Issues like basic human decency. And good models of marriage. My home state, lest we forget, was also home to a particularly keen model of marital bliss.

And, of course, to my 10th college reunion this weekend. I’ll be interested to take the pulse of other alums on this one. My feeling is that many of my friends will hold my position, but some of Greg’s friends from the Jefferson Society will try to play the usual gay-bashing cards.

What’s for dinner

I missed my customarybachelor chowpost the last few days. Normally when Lisa is out I end up cooking stuff that she would never eat if she were there; this time was no exception, although she was only out two days.

Last weekend as we cooked with Charlie and Carie we grilled vegetables, including fennel, and I was reminded of how little I do with vegetables these days. I resolved to address that. So Monday I spent working on my first ever ratatouille.

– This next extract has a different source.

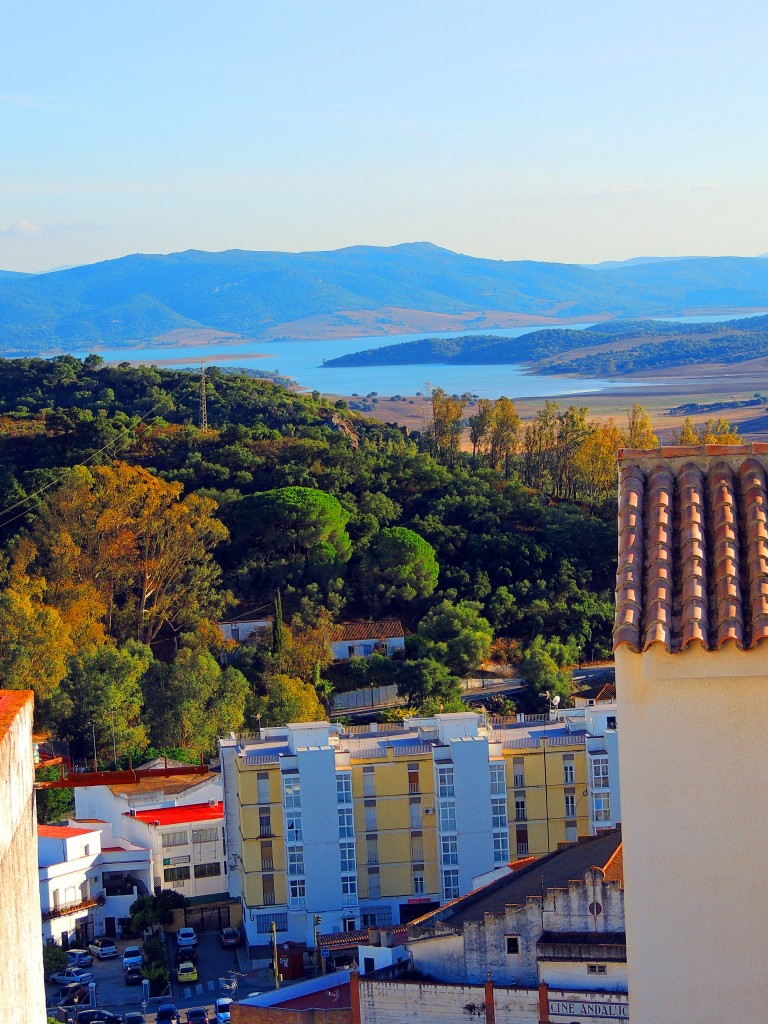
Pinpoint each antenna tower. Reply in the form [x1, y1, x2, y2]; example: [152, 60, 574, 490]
[200, 360, 208, 433]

I learned to eat this stuff in Norfolk in a little pub whose name I’ve forgotten; the beer was always varied and good (I had my first Harpoon IPA there) and the cuisine was mid-90s American bistro. I think ratatouille was the side dish for every other entrée, and I loved the stuff: the eggplant’s slight bitterness countered by the sharp edge of the tomato, the overall mouth feel full without being heavy; perfect vegetarian comfort food, in fact.

My version was pretty good, and tasted good cold (a mark that I had the recipe pretty close). I had bought ingredients without looking at a recipe, so ended up with a yellow squash instead of the customary bell peppers, and with no basil. I had the right mouthfeel, though, and by swapping these ingredients around I think I could arrive at a pretty good recipe—and a surprisingly easy one. I ate the ratatouille with a ribeye that I coated with coarse-ground black pepper and seared in a cast iron skillet until just past rare.

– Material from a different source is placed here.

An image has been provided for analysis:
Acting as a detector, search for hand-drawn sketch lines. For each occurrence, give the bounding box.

Yesterday was a working day, so I couldn’t linger as long in the kitchen. I opted for a single ingredient dinner of broccoli rapini with garlic and cheese. I trimmed the tough stems from the rapini, blanched it in salted water, drained it, dunked it in cold water to stop it from cooking, and drained it again. Then I sliced garlic thin and cooked it in olive oil over moderately high heat, stirred the drained rapini in, and tossed it until it was heated through. I grated fresh pecorino over the rapini and ate it with a bratwurst that, to save time, I had just boiled. Good, simple, and Atkins-friendly.

Dead voice on vinyl 7″

I was thinking the other day about Elliott Smith again, how I really miss his music, and it got me to thinking. Sometime last year before he apparently killed himself, Elliott put a new 7 inch (45, for those not hip to the terminology) out on Suicide Squeeze, a label here in Seattle. I heard the song on KEXP one night and thought, Man, that sounds bleak. Anyway, in all the subsequent tragedy I forgot about the song.

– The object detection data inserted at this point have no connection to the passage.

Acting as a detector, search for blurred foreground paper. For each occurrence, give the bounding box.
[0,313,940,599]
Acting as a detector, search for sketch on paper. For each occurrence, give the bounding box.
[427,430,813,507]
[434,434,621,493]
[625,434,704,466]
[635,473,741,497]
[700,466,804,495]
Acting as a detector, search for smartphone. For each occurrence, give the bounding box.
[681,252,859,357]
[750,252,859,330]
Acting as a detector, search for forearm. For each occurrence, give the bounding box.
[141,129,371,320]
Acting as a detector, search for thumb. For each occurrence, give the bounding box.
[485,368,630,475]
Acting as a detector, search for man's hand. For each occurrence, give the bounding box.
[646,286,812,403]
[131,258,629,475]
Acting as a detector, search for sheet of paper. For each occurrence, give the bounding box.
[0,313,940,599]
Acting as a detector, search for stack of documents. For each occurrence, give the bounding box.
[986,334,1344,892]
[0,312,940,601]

Until last week, when it occurred to me to look for it. The album he was working on hasn’t been released, and the single isn’t available digitally. But it is available on vinyl still. So I ordered a copy of “Pretty (Ugly Before)” b/w “A Distorted Reality Is Now a Necessity to Be Free” from Suicide Squeeze. It arrived today and I put it on. It’s like a valentine from Elliott. Some songs, like “No Name No. 5,” that he recorded years before the incident sound a lot more suicidal and dangerous to my ears today than this last of his recordings. This one sounds energetic, but it sounds angry. And somehow that makes me feel better. Elliott didn’t go quietly. He went fighting.

Dog-friendly workplace

I think Seattle is more pet friendly than a lot of cities, and Microsoft carries that to the next level. This is, I think, the only place I’ve worked where I could bring two dogs in to my office, close the door, and get some serious work done and have no one raise an eyebrow.